Closer to our circle of tribal interest, we have California, home to 100 per cent of the nuts eaten in North America and most of the fresh fruits and veggies we eat in B.C. California is shriveling with its worst drought in 500 years.

When you're from a place where the heartland is burning out, you think about water differently. But here in Canada, we're water hogs. And Whistler is one of the biggest of them all.

Canadians, on average, use about twice as much water as someone in France. And British Columbians use even more water than the national average.

But I wanted to find out where Whistler stood in the water table, so I dialed up Cheeying Ho, executive director of the Whistler Centre for Sustainability. Despite Whistler 2020 — the resort's sustainability vision, which is aligned with the science-based Natural Step principles — the picture is hugely disappointing.

"We've historically done really badly with our water usage — it has not been good," she says. "Either it's staying the same or it's been trending in the wrong direction, so it's not improving."

Whistler, shamefully, is one of the highest water-consuming communities in Canada. The average consumption in 2011, was 536 litres per person per day. In 2009, that figure was 568 litres, double the average for Banff the same year (282 litres of water / person / day). And, yes, that's comparing apples with apples: both places factor in the huge number of visitors they host as popular mountain destinations.

But water isn't the only thing at stake. "Our water usage is linked to our energy usage through showers and hot tubs, and things like that, so often the higher our water usage, the higher our energy usage. So that's a big issue, too" Cheeying adds.

Bare bones, you need three to five litres of water a day for drinking, and 20 litres a day for cooking, bathing and basic cleaning. So why is Whistler such a water hog?

There's all that irrigation for golf courses and hotels and condos that love greenery, even in the dead of summer, even when they're urged to plant drought-tolerant plants. There's all that snowmaking in winter. The local brewery uses a ton of water. And every bar, restaurant and hotel is using water-based systems for refrigeration and cooling, when air-based ones would do as well, thank you very much.

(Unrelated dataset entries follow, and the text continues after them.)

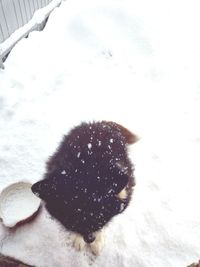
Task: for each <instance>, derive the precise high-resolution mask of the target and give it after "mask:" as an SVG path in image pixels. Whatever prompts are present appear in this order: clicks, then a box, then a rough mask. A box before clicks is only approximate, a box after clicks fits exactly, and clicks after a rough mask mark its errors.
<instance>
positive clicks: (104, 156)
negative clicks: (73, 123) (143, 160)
mask: <svg viewBox="0 0 200 267" xmlns="http://www.w3.org/2000/svg"><path fill="white" fill-rule="evenodd" d="M134 142H136V136H135V135H134V134H132V133H131V132H130V131H129V130H127V129H126V128H124V127H122V126H121V125H119V124H117V123H114V122H109V121H101V122H93V123H82V124H81V125H79V126H77V127H75V128H74V129H72V130H71V131H70V132H69V134H68V135H66V136H65V137H64V139H63V141H62V143H61V144H60V146H59V147H58V149H57V151H56V153H55V154H54V155H53V156H52V157H51V158H50V160H49V162H48V163H47V172H46V174H45V176H44V179H43V180H42V181H39V182H37V183H35V184H34V185H33V186H32V191H33V193H35V194H37V195H38V196H39V197H40V198H41V199H43V200H44V201H45V202H46V208H47V210H48V211H49V213H50V214H51V215H52V216H53V217H55V218H56V219H57V220H58V221H60V222H61V223H62V224H63V225H64V226H65V227H66V229H68V230H71V231H74V232H77V233H79V234H81V235H82V236H83V238H84V240H85V241H86V242H88V243H89V242H92V241H93V240H94V238H95V237H94V235H93V233H94V232H95V231H98V230H99V229H101V228H102V227H103V226H104V225H105V224H107V223H108V222H109V221H110V220H111V219H112V217H113V216H115V215H117V214H119V213H121V212H123V211H124V210H125V209H126V207H127V206H128V204H129V202H130V199H131V195H132V191H133V186H134V185H135V178H134V168H133V165H132V163H131V161H130V159H129V157H128V153H127V145H128V144H132V143H134ZM123 189H125V190H126V194H127V196H126V198H124V199H122V198H120V197H119V196H118V194H119V193H120V192H121V191H122V190H123Z"/></svg>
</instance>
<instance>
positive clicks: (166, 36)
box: [0, 0, 200, 267]
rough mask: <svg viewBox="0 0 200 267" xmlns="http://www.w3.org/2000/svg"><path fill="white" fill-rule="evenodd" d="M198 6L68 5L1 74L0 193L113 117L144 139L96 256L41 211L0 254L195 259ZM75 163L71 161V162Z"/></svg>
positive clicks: (34, 177)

People wash their cars mindlessly; water their lawn when it should be brown; don't install low-flush toilets; run the dishwater half empty. Then there's the "luxury" factor. We like our hot tubs and long, lazy showers (A shout out to the Westin Resort & Spa for resisting the thoughtless tide of two showerheads per shower stall and still delivering a top experience). And we all like using those white fluffy hotel towels — once.

"I know the trend for Whistler water use is moving in the wrong direction," says Mayor Nancy Wilhelm-Morden. "I wonder if, to a certain extent, it's because we're surrounded physically in Whistler by so many lakes, streams and rivers it appears there's an abundance of water, plus we live in what has been, historically, a wet climate so water and water conservation isn't top of mind for residents and visitors alike."

Even so, she says, the municipality continues to focus on conserving and protecting water through infrastructure improvements like replacing aging water main pipes to help stop the nearly 28 per cent of municipal water lost through leaks.

Yes, Whistler has wise guidelines in place — like the Whistler 2020 water goals — and even bylaws to protect Whistler's water. But it all goes down the drain when we don't stop to think how valuable water really is.

WATER TABLE

Potable water the RMOW produced in 2012: 5.3 billion litres

Wastewater Whistler treated in 2012: 4.8 billion litres

Sewage Metro Vancouver generates annually: 449 billion litres

Water lost annually at Whistler due to water pipe leaks: 1.5 billion litres (27.6 per cent)

Vancouver water loss from pipe leaks: 11 per cent

Total length of water main pipes in Whistler: 130 km

In Vancouver: 1,450 km

Total length of sewage pipes in Whistler: 106 km

In Vancouver: 2,800 km

Glenda Bartosh is an award-winning journalist who watches her water.